我正在尝试做出以下声明: InvertedFile.invertedFile.add(d.getAccessionNumber(), d.getWords());
它应该创建一个新的 reverseList 对象并将其添加到链表(invertedfile)中。我收到以下错误:
发现 2 个错误:文件:C:\Users\Name\Database.java [行:21] 错误:C:\Users\Name\Database.java:21:找不到符号符号:方法 add(int,WordList) 位置:类 java.util.LinkedList 文件:C:\Users\Name\InvertedFile.java [行:39]
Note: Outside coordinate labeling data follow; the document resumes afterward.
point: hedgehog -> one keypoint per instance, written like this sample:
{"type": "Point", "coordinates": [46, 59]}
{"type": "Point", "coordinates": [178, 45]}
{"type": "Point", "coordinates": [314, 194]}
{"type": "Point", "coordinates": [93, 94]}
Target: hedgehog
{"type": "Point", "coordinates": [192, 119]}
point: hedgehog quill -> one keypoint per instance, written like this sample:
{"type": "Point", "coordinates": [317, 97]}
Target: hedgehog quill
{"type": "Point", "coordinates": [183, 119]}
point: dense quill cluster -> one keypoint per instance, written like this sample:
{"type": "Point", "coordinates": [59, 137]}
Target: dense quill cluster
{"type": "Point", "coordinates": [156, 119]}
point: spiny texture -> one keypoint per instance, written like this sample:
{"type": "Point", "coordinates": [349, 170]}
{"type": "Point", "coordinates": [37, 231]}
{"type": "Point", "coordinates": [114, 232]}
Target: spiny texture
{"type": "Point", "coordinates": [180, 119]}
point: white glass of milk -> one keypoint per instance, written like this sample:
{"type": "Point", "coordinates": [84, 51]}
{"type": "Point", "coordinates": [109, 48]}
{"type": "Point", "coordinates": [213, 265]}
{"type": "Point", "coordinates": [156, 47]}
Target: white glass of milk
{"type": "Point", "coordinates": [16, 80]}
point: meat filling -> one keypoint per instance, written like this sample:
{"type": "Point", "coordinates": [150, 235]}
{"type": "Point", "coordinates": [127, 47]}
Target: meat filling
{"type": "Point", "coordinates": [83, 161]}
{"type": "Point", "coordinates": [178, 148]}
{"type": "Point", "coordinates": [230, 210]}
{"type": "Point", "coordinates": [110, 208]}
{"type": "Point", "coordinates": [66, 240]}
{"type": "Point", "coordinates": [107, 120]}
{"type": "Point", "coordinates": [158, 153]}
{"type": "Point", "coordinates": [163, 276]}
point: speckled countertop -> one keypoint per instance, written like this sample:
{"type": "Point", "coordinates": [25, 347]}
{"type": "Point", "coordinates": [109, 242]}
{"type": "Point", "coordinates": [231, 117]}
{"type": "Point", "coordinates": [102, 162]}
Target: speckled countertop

错误:C:\Users\Name\InvertedFile.java:39:找不到符号符号:方法 add(int,java. lang.String) 位置:类 java.util.LinkedList 错误位置:
public int add( Document d ){
int accessNumber = d.getAccessionNumber();
//Stores document text in InvertedFile data structure
InvertedFile.invertedFile.add(d.getAccessionNumber(), d.getWords());
//Adds document to accessNumber index of LinkedList of documents
if (documentList.size()<accessNumber){
documentList.add(accessNumber,d);
docNumber++;
return accessNumber;
}
else return -1;
}
倒置文件类
import java.util.*;
public class InvertedFile implements InvertedFileInterface {
public static LinkedList<InvertedList> invertedFile = new LinkedList<InvertedList>();
public InvertedFile(){
}
//Takes in docAccessionNumber and WordList and updates/creates invertedList files for each word in wordlist
public boolean add(int docNumber, WordList w){
String words = w.toString();
StringTokenizer parseWords = new StringTokenizer(words);
//Checks to see if InvertedFile already contains invertedLists for the given words, if so adds docID to existing lists
while (parseWords.hasMoreTokens()){
String checkWord = parseWords.nextToken();
for (int k = 0; k<invertedFile.size()-1; k++){
InvertedList temp = invertedFile.get(k);
if (checkWord.equals(temp.getWord())){
temp.add(docNumber);
}
}
}
//Checks to see if invertedFile contains lists for given words, if not, makes a new one and adds docNumber to the list
String wordsToCheck = w.toString();
StringTokenizer processWords = new StringTokenizer(wordsToCheck);
while (processWords.hasMoreTokens()){
String word = processWords.nextToken();
Boolean notFound = true;
for (int k = 0; k<invertedFile.size()-1; k++){
if (word.equals(invertedFile.get(k).getWord())){
notFound = false;
}
}
if (notFound){
InvertedFile.invertedFile.add(docNumber, word);
}
}
Database.docNumber++;
return true;
}
public int numLists(){
return invertedFile.size();
}
public int numTokens(){
return invertedFile.size();
}
public InvertedList getInvertedList( String word ){
for (int k = 0; k<invertedFile.size()-1; k++){
if (word.equals(invertedFile.get(k).getWord())){
return invertedFile.get(k);
}
}
倒排列表类:
import java.util.*;
public class InvertedList implements InvertedListInterface {
public static LinkedList<Integer> documentsContainingWord = new LinkedList<Integer>();
public String targetWord;
public InvertedList( String word ){
String targetWord = word;
//Scans documents in database for word
for (int j = 1; j<=Database.documentList.size(); j++){
Document temp = Database.documentList.get(j);
WordList words = temp.getWords();
//If document wordList contains word, and LinkedList doesn't already have that doc listed, add to LinkedList
//Already sorted since processed from 1 to size
if (words.contains(word) && !documentsContainingWord.contains(temp.getAccessionNumber())){
documentsContainingWord.add(temp.getAccessionNumber());
}
}
}
//Creator method
public InvertedList(int docNumber, String word){
String targetWord = word;
documentsContainingWord.add(docNumber);
}
public String getWord(){
return targetWord;
}
//Adds docNumber to sorted position of LinkedList documentsContainingWord
public boolean add( int docNumber ){
//If document already in list, don't add
if (!documentsContainingWord.contains(docNumber)){
//Places number at sorted position on list
//If document should be placed at index 0 (has smallest accessionNumber)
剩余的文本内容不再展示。